Simulating the College Football Playoff

Monte Carlo Simulation Provides Us Insights

Welcome to the “Illumined Insights” newsletter! Thank you so much for subscribing. This weekly newsletter touches on all things analytics and data science with a focus on areas such as data visualization, AI, and sports analytics.

This week we take a look at the development of a Monte Carlo simulation model for the College Football Playoff. We also look at what such a simulation would look like for a 12-team version of the playoff.

Stephen Hill, Ph.D.

Sponsored
Data Insider: Data News and People of the WeekWe are bringing you the hottest news in world of Data and the people in Data

In this week’s edition of the newsletter we develop a Monte Carlo simulation model of the College Football Playoff to help us answer the question: Who will raise the trophy in Houston on January 8th? Monte Carlo simulation is a computational technique that uses random sampling to approximate complex systems. In a Monte Carlo simulation model, random values are generated from allowing for the study of outcomes under different scenarios. This method is particularly useful in scenarios where analytical solutions are difficult or impossible to develop. Monte Carlo simulation is widely used in fields like finance, engineering, and physics to help model uncertainty and variability.
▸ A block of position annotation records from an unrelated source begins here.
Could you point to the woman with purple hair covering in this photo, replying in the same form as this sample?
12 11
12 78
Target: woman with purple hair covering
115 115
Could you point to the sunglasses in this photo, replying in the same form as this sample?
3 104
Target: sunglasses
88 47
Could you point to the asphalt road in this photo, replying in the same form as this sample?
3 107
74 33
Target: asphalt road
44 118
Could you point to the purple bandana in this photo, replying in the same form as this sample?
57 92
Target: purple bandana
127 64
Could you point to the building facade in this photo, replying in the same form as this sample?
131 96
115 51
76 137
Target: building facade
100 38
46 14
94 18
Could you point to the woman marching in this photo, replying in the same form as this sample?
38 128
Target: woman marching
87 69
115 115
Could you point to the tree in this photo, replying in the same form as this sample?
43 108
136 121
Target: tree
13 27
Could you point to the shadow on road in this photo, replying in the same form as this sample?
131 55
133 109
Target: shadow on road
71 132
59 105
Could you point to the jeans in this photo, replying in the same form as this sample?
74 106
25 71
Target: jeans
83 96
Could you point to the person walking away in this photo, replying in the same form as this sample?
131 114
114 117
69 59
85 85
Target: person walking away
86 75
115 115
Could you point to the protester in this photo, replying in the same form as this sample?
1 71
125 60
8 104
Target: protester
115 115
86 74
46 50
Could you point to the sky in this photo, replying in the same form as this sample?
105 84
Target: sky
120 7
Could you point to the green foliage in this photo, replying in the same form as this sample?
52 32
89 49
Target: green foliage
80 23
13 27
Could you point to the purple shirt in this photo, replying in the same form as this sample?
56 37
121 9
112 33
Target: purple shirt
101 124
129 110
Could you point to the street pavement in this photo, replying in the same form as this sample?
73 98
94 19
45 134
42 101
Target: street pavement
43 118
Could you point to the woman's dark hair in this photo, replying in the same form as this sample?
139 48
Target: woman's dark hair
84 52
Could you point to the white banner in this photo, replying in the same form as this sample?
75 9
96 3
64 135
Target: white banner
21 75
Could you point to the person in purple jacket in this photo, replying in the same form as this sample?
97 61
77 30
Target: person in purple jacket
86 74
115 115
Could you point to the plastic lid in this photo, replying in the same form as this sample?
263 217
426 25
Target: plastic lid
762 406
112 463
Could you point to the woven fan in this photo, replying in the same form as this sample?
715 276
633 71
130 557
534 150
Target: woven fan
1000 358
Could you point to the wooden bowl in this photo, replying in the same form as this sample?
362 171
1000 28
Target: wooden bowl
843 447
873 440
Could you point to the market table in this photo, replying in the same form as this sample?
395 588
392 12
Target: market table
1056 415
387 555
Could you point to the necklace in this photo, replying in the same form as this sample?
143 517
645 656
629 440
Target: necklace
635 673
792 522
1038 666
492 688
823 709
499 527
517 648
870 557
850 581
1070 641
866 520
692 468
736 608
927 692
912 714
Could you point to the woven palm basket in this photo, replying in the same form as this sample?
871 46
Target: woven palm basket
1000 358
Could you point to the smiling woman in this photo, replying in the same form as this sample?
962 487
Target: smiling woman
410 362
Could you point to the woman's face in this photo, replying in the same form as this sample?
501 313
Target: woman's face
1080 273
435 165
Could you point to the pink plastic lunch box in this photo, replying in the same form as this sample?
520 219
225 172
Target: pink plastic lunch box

So how does this technique work? Let’s look at a simple example: flipping a coin. When we flip a coin, we have two possible results: heads and tails. We assume that the probability of getting a heads is 0.5 and getting a tails is also 0.5. We’ll assume that heads and tails are the only possible outcomes of a coin flip (ignoring the possibility of the coin ending on its edge or some other bizarre outcome). All we have to do now is map the probabilities to the number line between 0 and 1. Let’s assign heads to the values between 0 and 0.5 and tails to the values between 0.5 and 1. Note that it doesn’t matter which order we do the mapping (i.e., tails could be mapped from 0 to 0.5, if we wanted). We end up with a number line that looks like the image below.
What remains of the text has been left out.